Arbitration Law | Mahanagar Telephone Nigam Ltd. v. Canara Bank, C.A. No. 6202 of 2019 08-08-2019 SC

SUPREME COURT OF INDIA | Abhay Manohar Sapre & Indu Malhotra, JJ. C.A. Nos. 6202 - ­6205 of 2019 (Arising out of SLP (Civil) No. 13573­13576 of 2014) August 08, 2019

Arbitration - Doctrine of ‘Group of Companies’ - the doctrine “Group of Companies” has its application to arbitral proceedings and, in appropriate cases, it can be so applied.

A non-­signatory can be bound by an arbitration agreement on the basis of the “Group of Companies” doctrine, where the conduct of the parties evidences a clear intention of the parties to bind both the signatory as well as the non-signatory parties. The doctrine of ‘Group of Companies’ had its origins in the 1970’s from French arbitration practice. The ‘Group of Companies’ doctrine indicates the implied consent to an agreement to arbitrate, in the context of modern multi­party business transactions. The ‘Group of Companies’ doctrine has been invoked by courts and tribunals in arbitrations, where an arbitration agreement is entered into by one of the companies in the group; and the non­-signatory affiliate, or sister, or parent concern, is held to be bound by the arbitration agreement, if the facts and circumstances of the case demonstrate that it was the mutual intention of all parties to bind both the signatories and the non­-signatory affiliates in the group. The doctrine provides that a non-­signatory may be bound by an arbitration agreement where the parent or holding company, or a member of the group of companies is a signatory to the arbitration agreement and the non-signatory entity on the group has been engaged in the negotiation or performance of the commercial contract, or made statements indicating its intention to be bound by the contract, the non-­signatory will also be bound and benefitted by the relevant contracts. The circumstances in which the ‘Group of Companies’ Doctrine could be invoked to bind the non­-signatory affiliate of a parent company, or inclusion of a third party to an arbitration, if there is a direct relationship between the party which is a signatory to the arbitration agreement; direct commonality of the subject matter; the composite nature of the transaction between the parties. The Group of Companies Doctrine has also been invoked in cases where there is a tight group structure with strong organizational and financial links, so as to constitute a single economic unit, or a single economic reality. In such a situation, signatory and non-­signatories have been bound together under the arbitration agreement. This will apply in particular when the funds of one company are used to financially support or re­structure other members of the group.

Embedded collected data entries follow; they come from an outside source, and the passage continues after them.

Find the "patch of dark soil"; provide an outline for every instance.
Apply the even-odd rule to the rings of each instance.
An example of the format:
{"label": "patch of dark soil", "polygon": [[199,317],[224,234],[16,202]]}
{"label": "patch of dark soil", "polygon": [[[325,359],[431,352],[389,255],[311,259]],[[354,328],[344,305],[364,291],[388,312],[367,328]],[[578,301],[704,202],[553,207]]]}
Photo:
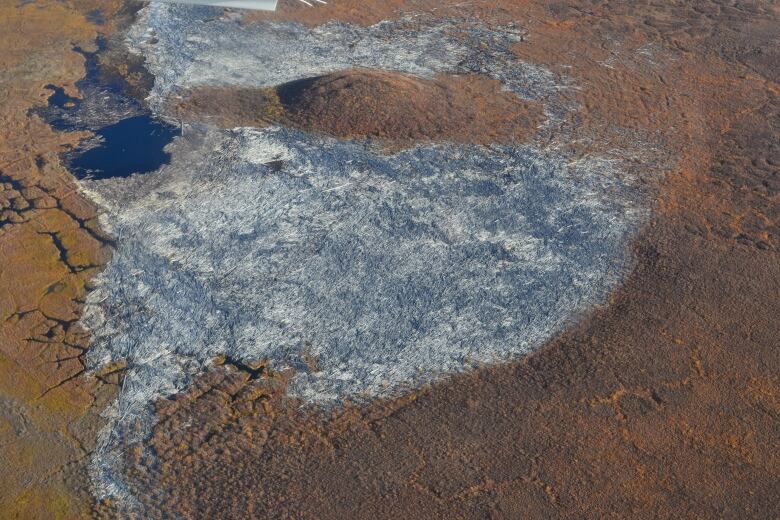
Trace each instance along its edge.
{"label": "patch of dark soil", "polygon": [[180,121],[207,121],[222,128],[266,127],[284,118],[274,89],[199,87],[182,92],[169,112]]}

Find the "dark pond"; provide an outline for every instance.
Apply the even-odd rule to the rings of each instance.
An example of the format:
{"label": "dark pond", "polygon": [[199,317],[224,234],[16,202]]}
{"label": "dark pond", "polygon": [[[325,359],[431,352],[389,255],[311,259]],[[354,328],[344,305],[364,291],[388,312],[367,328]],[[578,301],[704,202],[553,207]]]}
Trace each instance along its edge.
{"label": "dark pond", "polygon": [[47,85],[52,91],[48,106],[36,110],[57,130],[89,130],[95,134],[95,138],[62,155],[66,167],[79,179],[106,179],[147,173],[166,164],[170,154],[164,148],[178,128],[153,117],[120,81],[101,73],[97,57],[102,46],[94,53],[75,50],[86,59],[86,76],[76,84],[83,99],[68,96],[56,85]]}
{"label": "dark pond", "polygon": [[48,90],[52,91],[52,95],[49,96],[49,106],[57,108],[76,108],[80,103],[80,99],[70,97],[65,93],[65,89],[56,85],[46,85]]}
{"label": "dark pond", "polygon": [[171,156],[163,148],[178,129],[151,116],[123,119],[95,132],[101,144],[69,157],[68,169],[79,179],[127,177],[147,173],[166,164]]}

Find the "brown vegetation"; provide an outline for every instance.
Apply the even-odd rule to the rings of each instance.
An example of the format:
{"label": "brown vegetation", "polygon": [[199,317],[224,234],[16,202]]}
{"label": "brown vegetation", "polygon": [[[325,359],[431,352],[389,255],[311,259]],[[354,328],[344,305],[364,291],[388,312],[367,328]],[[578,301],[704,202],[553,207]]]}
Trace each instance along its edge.
{"label": "brown vegetation", "polygon": [[[85,457],[112,386],[80,377],[76,324],[110,251],[94,206],[59,165],[80,134],[29,109],[49,83],[77,94],[97,36],[86,14],[111,2],[0,2],[0,517],[74,518],[92,507]],[[106,27],[105,30],[110,30]]]}
{"label": "brown vegetation", "polygon": [[[331,5],[316,16],[375,10]],[[160,465],[137,461],[139,496],[198,518],[775,518],[777,11],[464,9],[530,27],[517,52],[579,87],[558,129],[575,153],[673,166],[624,286],[533,356],[331,417],[210,375],[160,403]]]}

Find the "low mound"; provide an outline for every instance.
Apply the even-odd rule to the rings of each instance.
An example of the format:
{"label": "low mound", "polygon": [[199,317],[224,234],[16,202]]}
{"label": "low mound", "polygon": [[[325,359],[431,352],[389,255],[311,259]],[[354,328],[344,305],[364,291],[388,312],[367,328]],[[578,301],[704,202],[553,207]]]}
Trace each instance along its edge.
{"label": "low mound", "polygon": [[221,126],[275,122],[346,139],[508,143],[533,135],[541,103],[521,100],[480,76],[423,79],[348,70],[265,89],[200,88],[177,111]]}

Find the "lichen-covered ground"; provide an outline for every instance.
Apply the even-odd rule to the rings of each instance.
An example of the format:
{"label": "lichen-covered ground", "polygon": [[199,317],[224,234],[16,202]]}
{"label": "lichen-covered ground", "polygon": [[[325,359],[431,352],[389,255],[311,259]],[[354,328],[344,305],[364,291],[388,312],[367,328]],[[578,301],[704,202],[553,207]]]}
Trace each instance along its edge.
{"label": "lichen-covered ground", "polygon": [[[95,8],[0,22],[4,516],[777,516],[774,4]],[[131,23],[184,135],[79,192],[29,108]]]}

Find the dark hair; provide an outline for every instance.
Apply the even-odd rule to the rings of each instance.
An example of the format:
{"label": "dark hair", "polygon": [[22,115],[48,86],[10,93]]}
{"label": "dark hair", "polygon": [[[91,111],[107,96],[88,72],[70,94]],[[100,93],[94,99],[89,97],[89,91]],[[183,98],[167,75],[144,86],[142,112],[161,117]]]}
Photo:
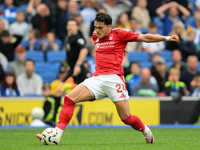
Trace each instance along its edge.
{"label": "dark hair", "polygon": [[[129,21],[131,21],[131,20],[135,20],[135,21],[137,21],[137,19],[134,18],[134,17],[131,17]],[[137,21],[137,22],[138,22],[138,21]]]}
{"label": "dark hair", "polygon": [[32,29],[30,32],[33,33],[35,38],[39,38],[40,37],[40,31],[38,29]]}
{"label": "dark hair", "polygon": [[4,76],[3,80],[1,81],[1,87],[3,87],[4,89],[8,88],[8,84],[7,84],[7,82],[6,82],[6,78],[9,77],[9,76],[11,76],[11,77],[14,78],[14,81],[13,81],[13,84],[12,84],[12,88],[13,88],[14,90],[16,90],[16,89],[17,89],[17,84],[16,84],[16,82],[15,82],[15,76],[14,76],[13,73],[7,73],[7,74]]}
{"label": "dark hair", "polygon": [[139,68],[141,68],[141,65],[140,65],[139,62],[133,61],[133,62],[130,63],[129,69],[131,69],[131,66],[132,66],[133,64],[136,64]]}
{"label": "dark hair", "polygon": [[149,28],[157,28],[157,25],[154,22],[150,22]]}
{"label": "dark hair", "polygon": [[6,30],[4,30],[2,33],[1,33],[1,36],[2,37],[9,37],[10,36],[10,33]]}
{"label": "dark hair", "polygon": [[95,17],[96,22],[102,22],[105,25],[111,25],[112,24],[112,18],[107,13],[97,13]]}
{"label": "dark hair", "polygon": [[68,23],[69,21],[74,21],[74,22],[76,22],[76,25],[77,25],[77,26],[79,25],[79,24],[78,24],[78,21],[76,21],[76,19],[74,19],[74,18],[69,19],[69,20],[67,21],[67,23]]}
{"label": "dark hair", "polygon": [[25,60],[25,63],[24,63],[24,65],[26,65],[26,63],[27,63],[28,61],[31,61],[31,62],[33,63],[33,65],[35,66],[35,61],[34,61],[34,60],[32,60],[32,59],[27,59],[27,60]]}

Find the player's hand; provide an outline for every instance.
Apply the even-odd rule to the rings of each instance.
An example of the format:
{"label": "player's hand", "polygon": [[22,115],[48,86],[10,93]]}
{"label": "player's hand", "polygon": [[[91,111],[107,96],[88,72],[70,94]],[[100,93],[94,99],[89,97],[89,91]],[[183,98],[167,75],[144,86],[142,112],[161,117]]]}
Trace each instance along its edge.
{"label": "player's hand", "polygon": [[127,51],[127,49],[124,49],[124,56],[126,56],[126,54],[128,54],[129,52]]}
{"label": "player's hand", "polygon": [[73,72],[74,76],[75,76],[75,77],[78,76],[78,75],[80,74],[80,72],[81,72],[81,66],[76,65],[76,66],[74,67],[74,72]]}
{"label": "player's hand", "polygon": [[173,41],[173,42],[178,42],[179,41],[179,37],[178,37],[178,35],[175,34],[175,35],[171,36],[169,40]]}

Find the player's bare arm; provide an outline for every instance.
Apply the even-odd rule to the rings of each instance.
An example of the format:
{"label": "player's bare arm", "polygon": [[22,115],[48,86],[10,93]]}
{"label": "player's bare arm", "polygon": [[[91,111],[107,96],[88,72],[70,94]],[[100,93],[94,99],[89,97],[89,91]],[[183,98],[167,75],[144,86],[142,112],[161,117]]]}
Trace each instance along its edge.
{"label": "player's bare arm", "polygon": [[87,54],[88,54],[87,48],[81,49],[78,60],[77,60],[76,65],[74,67],[74,72],[73,72],[74,76],[78,76],[79,73],[81,72],[80,66],[83,64],[83,61],[84,61],[85,57],[87,56]]}
{"label": "player's bare arm", "polygon": [[160,41],[173,41],[178,42],[179,37],[178,35],[173,36],[162,36],[162,35],[152,35],[152,34],[140,34],[136,40],[137,42],[160,42]]}

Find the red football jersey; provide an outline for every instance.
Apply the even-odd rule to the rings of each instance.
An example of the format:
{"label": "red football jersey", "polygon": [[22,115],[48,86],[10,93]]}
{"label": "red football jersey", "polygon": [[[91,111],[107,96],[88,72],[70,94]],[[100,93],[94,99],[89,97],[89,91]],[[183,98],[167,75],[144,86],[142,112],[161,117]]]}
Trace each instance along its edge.
{"label": "red football jersey", "polygon": [[122,64],[127,42],[135,42],[139,34],[124,29],[111,29],[110,34],[98,39],[96,32],[92,38],[96,49],[96,67],[93,76],[102,74],[124,75]]}

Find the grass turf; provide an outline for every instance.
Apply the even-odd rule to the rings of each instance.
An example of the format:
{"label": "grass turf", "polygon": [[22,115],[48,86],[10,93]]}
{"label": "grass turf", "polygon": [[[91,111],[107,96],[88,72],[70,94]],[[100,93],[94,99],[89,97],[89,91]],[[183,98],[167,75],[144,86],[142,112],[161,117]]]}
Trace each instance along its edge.
{"label": "grass turf", "polygon": [[43,129],[0,129],[1,150],[199,150],[200,129],[152,129],[154,144],[133,129],[66,129],[60,145],[43,145]]}

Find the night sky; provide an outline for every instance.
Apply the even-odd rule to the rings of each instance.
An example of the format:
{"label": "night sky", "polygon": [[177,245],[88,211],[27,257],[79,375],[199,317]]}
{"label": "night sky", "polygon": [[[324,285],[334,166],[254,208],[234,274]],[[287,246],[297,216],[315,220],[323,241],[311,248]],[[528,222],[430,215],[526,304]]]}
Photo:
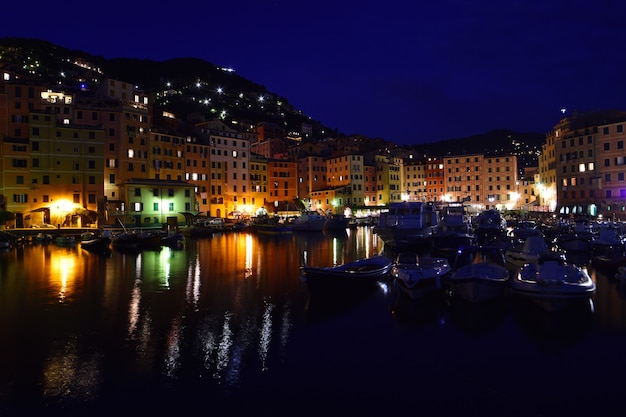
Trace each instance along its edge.
{"label": "night sky", "polygon": [[626,110],[624,1],[69,0],[3,15],[2,37],[232,67],[341,133],[400,144]]}

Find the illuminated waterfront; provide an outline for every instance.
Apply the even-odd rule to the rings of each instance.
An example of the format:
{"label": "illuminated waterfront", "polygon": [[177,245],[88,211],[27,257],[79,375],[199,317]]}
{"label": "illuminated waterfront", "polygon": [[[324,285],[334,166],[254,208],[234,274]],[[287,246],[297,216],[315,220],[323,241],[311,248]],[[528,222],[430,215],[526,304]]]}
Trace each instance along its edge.
{"label": "illuminated waterfront", "polygon": [[299,267],[378,253],[370,228],[186,243],[0,253],[0,414],[385,413],[408,402],[427,415],[606,416],[621,398],[610,381],[626,371],[626,301],[593,269],[593,310],[568,315],[410,301],[392,282],[316,300]]}

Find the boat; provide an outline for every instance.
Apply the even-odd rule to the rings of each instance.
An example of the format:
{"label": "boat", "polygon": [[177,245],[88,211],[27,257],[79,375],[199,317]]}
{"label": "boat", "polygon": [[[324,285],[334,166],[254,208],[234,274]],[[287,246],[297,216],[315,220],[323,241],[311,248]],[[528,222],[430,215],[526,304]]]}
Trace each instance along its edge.
{"label": "boat", "polygon": [[400,252],[391,268],[391,276],[402,292],[411,299],[416,299],[442,289],[443,277],[451,270],[452,267],[445,258]]}
{"label": "boat", "polygon": [[626,255],[626,242],[621,228],[612,224],[601,224],[598,233],[591,239],[592,256],[621,258]]}
{"label": "boat", "polygon": [[161,235],[155,232],[124,231],[111,238],[111,246],[120,251],[156,250],[161,248]]}
{"label": "boat", "polygon": [[111,238],[94,235],[91,239],[81,239],[80,247],[89,252],[107,254],[111,252]]}
{"label": "boat", "polygon": [[587,270],[554,256],[528,263],[511,280],[511,290],[547,311],[558,311],[576,302],[588,302],[596,285]]}
{"label": "boat", "polygon": [[182,233],[173,232],[161,235],[161,246],[181,248],[185,244],[185,236]]}
{"label": "boat", "polygon": [[586,220],[577,220],[569,227],[561,226],[553,239],[555,247],[565,252],[588,252],[594,234]]}
{"label": "boat", "polygon": [[460,210],[448,209],[441,216],[441,222],[432,237],[435,253],[448,259],[452,259],[459,248],[474,244],[471,223],[462,211],[462,206]]}
{"label": "boat", "polygon": [[562,251],[552,250],[542,235],[528,236],[524,243],[519,243],[504,251],[505,261],[515,267],[537,263],[540,256],[565,259],[565,254]]}
{"label": "boat", "polygon": [[65,246],[65,247],[76,246],[76,237],[72,235],[55,236],[54,243],[57,246]]}
{"label": "boat", "polygon": [[249,224],[248,230],[260,235],[291,235],[293,224],[278,216],[261,215]]}
{"label": "boat", "polygon": [[321,213],[307,211],[300,214],[293,221],[294,232],[321,232],[326,226],[328,218]]}
{"label": "boat", "polygon": [[[330,214],[326,217],[324,231],[345,231],[348,228],[350,219],[343,214]],[[356,224],[354,225],[356,227]]]}
{"label": "boat", "polygon": [[542,234],[539,225],[534,220],[520,220],[516,222],[510,235],[516,242],[523,242],[530,235]]}
{"label": "boat", "polygon": [[[475,247],[461,248],[459,255],[470,254],[470,261],[457,266],[448,278],[451,294],[454,297],[479,303],[506,297],[509,289],[509,270],[504,265],[504,256],[483,256],[476,261]],[[479,258],[480,259],[480,258]]]}
{"label": "boat", "polygon": [[327,267],[302,266],[304,281],[309,287],[332,286],[333,288],[374,284],[385,279],[393,261],[384,256],[358,259],[341,265]]}
{"label": "boat", "polygon": [[439,211],[433,203],[404,201],[382,210],[374,233],[391,248],[424,247],[432,244],[439,225]]}
{"label": "boat", "polygon": [[507,234],[507,221],[500,211],[488,209],[480,212],[474,219],[476,242],[482,245],[485,241]]}

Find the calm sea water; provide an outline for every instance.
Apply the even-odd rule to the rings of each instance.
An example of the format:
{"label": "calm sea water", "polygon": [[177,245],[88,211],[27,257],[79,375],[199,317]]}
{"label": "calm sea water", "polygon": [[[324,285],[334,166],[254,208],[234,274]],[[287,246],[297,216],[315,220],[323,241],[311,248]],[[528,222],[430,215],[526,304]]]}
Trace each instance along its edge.
{"label": "calm sea water", "polygon": [[626,292],[611,277],[590,268],[592,305],[558,314],[410,300],[392,281],[319,297],[300,278],[382,249],[364,227],[2,252],[0,415],[623,415]]}

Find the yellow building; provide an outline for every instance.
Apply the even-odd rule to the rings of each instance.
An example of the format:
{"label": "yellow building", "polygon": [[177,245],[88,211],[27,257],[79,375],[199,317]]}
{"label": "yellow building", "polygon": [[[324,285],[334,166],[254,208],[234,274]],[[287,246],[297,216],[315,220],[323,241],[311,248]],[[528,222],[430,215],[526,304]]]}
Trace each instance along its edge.
{"label": "yellow building", "polygon": [[[103,216],[103,147],[101,129],[60,124],[54,114],[31,112],[30,144],[3,145],[7,210],[16,227],[44,223],[95,224]],[[4,166],[6,167],[6,163]],[[14,178],[8,185],[6,179]]]}
{"label": "yellow building", "polygon": [[221,120],[199,123],[196,127],[207,136],[210,149],[210,200],[207,214],[228,217],[243,213],[250,204],[249,137],[226,126]]}
{"label": "yellow building", "polygon": [[253,216],[257,210],[265,207],[269,202],[268,192],[268,158],[251,154],[250,155],[250,204],[249,208],[242,212],[244,216]]}

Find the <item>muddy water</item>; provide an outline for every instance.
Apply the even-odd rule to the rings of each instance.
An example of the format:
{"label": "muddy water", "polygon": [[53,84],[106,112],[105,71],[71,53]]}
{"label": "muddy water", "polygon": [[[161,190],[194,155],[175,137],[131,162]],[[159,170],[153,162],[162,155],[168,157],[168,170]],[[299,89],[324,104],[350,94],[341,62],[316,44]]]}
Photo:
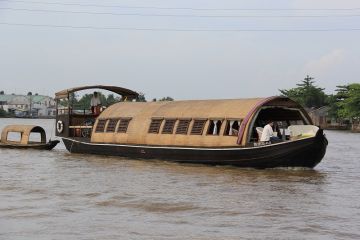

Composite Transaction - A ‘composite transaction’ refers to a transaction which is inter­linked in nature; or, where the performance of the agreement may not be feasible without the aid, execution, and performance of the supplementary or the ancillary agreement, for achieving the common object, and collectively having a bearing on the dispute.

The present appeals are partly allowed. We invoke the Group of Companies doctrine, to join Respondent No. 2 – CANFINA i.e. the wholly owned subsidiary of Respondent No. 1 – Canara Bank, in the arbitration proceedings pending before the Sole Arbitrator.